Mostly agree with all of this; some nitpicks:
I claim that this is not how I think about AI capabilities, and it is not how many AI researchers think about AI capabilities. For a particularly extreme example, the Go-explore paper out of Uber had a very nominally impressive result on Montezuma’s Revenge, but much of the AI community didn’t find it compelling because of the assumptions that their algorithm used.
Tbc, I definitely did not intend for that to be an actual metric.
I would say that I have a set of intuitions and impressions that function as a very weak prediction of what AI will look like in the future, along the lines of that sort of metric. I trust timelines based on extrapolation of progress using these intuitions more than timelines based solely on compute.To the extent that you hear timeline estimates from people like me who do this sort of “progress extrapolation” who also did not know about how compute has been scaling, you would want to lengthen their timeline estimates. I’m not sure how timeline predictions break down on this axis.
Sorry, I meant the results in light of which methods were used, implications for other research, etc. The sentence would better read, “My understanding (and I think everyone else’s) of AI capabilities is largely shaped by how impressive major papers seem.”

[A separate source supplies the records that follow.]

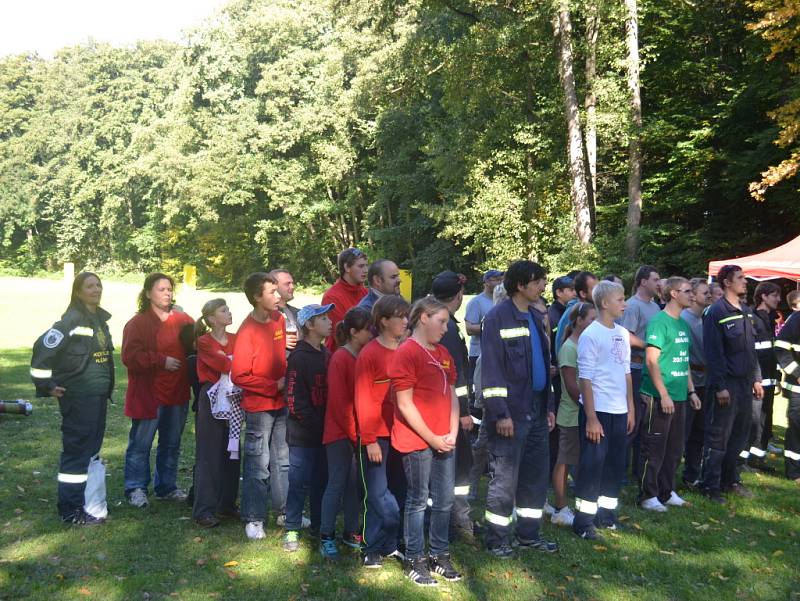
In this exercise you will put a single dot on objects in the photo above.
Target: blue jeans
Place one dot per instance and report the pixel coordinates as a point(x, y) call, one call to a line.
point(431, 475)
point(262, 426)
point(342, 488)
point(279, 465)
point(169, 423)
point(381, 510)
point(518, 473)
point(308, 475)
point(601, 469)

Yeah, totally got that—I just think that making a relevant metric would be hard, and we’d have to know a lot that we don’t know now, including whether current ML techniques can ever lead to AGI.
Interesting. Yeah, I don’t much trust my own intuitions on our current progress. I’d love to have a better understanding of how to evaluate the implications of new developments, but I really can’t do much better than, “GPT-2 impressed me a lot more than AlphaStar.” And just to be 100% clear—I tend to think that the necessary amount of compute is somewhere in the 18-to-300-year range. After we reach it, I’m stuck using my intuition to guess when we’ll have the right algorithms to create AGI.